I had a family friend growing up who was a criminal lawyer, and I was always fascinated by stories from his practice. As well, I have always been drawn to helping those who face the vast power of the state through a criminal prosecution. Whether someone has ultimately committed wrongdoing or not, the task is the same — to advocate zealously for an accused to ensure that they receive every lawful and ethical opportunity to advance a strong defence to the state’s accusation and mitigate any punishment that may come due. I feel fortunate that my clients entrust me to fulfill that role for them.

You are very active in the legal community both as an author and as a speaker. Your contributions also include being a Law Society of British Columbia Bencher. What motivates you to give back to the profession?
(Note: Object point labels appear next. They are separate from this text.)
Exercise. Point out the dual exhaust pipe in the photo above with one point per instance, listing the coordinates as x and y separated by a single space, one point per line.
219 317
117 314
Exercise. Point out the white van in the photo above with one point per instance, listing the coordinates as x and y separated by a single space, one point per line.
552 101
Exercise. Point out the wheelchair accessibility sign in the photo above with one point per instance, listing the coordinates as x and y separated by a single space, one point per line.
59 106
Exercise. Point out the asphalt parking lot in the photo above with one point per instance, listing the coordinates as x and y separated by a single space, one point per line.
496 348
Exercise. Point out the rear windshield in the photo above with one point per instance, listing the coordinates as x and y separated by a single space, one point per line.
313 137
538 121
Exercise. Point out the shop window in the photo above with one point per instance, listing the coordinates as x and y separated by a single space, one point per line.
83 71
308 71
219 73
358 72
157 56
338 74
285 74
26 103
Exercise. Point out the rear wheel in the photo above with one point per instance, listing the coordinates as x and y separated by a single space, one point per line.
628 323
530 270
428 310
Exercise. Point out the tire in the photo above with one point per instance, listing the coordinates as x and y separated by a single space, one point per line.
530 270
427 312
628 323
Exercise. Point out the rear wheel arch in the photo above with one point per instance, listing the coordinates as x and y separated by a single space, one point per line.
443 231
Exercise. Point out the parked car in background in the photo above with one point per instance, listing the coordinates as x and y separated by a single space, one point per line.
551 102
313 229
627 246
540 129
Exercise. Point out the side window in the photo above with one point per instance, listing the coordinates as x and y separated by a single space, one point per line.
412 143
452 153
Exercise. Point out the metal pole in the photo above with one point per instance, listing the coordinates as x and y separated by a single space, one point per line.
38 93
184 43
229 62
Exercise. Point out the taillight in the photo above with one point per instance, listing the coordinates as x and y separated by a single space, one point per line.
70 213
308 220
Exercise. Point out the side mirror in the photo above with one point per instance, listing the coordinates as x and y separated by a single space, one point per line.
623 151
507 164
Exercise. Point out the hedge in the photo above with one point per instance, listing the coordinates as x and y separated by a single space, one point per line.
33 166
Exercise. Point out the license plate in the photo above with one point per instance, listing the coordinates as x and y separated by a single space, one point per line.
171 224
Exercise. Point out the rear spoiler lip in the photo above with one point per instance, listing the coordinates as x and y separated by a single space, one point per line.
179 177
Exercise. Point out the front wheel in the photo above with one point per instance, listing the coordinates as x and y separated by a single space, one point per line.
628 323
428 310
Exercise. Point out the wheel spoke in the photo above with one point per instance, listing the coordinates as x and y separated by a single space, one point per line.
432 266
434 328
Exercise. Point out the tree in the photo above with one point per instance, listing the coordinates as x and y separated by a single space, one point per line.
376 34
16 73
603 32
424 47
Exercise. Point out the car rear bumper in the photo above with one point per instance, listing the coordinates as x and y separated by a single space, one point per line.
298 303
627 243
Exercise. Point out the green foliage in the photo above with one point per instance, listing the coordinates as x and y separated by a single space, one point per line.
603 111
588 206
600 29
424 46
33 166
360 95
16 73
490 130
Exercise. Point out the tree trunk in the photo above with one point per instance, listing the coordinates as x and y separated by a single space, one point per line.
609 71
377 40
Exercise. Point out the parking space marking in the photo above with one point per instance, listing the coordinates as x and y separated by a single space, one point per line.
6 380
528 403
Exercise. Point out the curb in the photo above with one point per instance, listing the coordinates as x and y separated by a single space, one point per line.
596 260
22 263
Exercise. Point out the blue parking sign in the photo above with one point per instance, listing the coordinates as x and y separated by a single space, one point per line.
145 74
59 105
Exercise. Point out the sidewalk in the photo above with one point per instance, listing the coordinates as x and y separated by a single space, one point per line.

It’s been rewarding to engage with colleagues and peers as a guest speaker and author on continuing legal education projects. There has always been a proud tradition of giving back to the public and the profession within the criminal bar that I’ve tried my best to honour.

Several of my legal heroes, including Richard Peck, QC, and Ian Donaldson, QC, are former benchers (and now, Life Benchers) and have devoted enormous amounts of time and energy during their careers to that endeavour. They remain an inspiration.

The public deserves a legal profession that is responsive and in alignment with its interests. It’s a tremendous privilege to contribute to that goal as an elected Bencher and not one I take for granted.

What advice would you pass on to a newly called lawyer?

I’ll give two pieces of advice.

First, look for ways to engage with the profession other than the paid work you do for your clients. Whether it’s pro bono work, CLE instruction, mentorship, or committee work, there are many ways to contribute. I view these as essential aspects of being part of a profession, something different and more meaningful than simply working a job. While giving back takes time and energy, it’s almost always rewarding.

Second, I’d encourage any newly called lawyer to think critically about how they want their law practice and their life to look as they move forward. Legal work is demanding. And there are many ways to practise law. Don’t allow yourself to simply ‘go with the flow’ and fall into a career path designed by someone else. For example, that you may have landed an articling position at a big corporate firm, doesn’t mean you should necessarily spend your whole career at that same firm. Think critically from the very beginning of your career about how you want your career and life to look 25 years down the road.  Consult mentors, friends, family, and colleagues, and make deliberate and thoughtful choices. If you do, you’ll increase the likelihood of a happy life and career.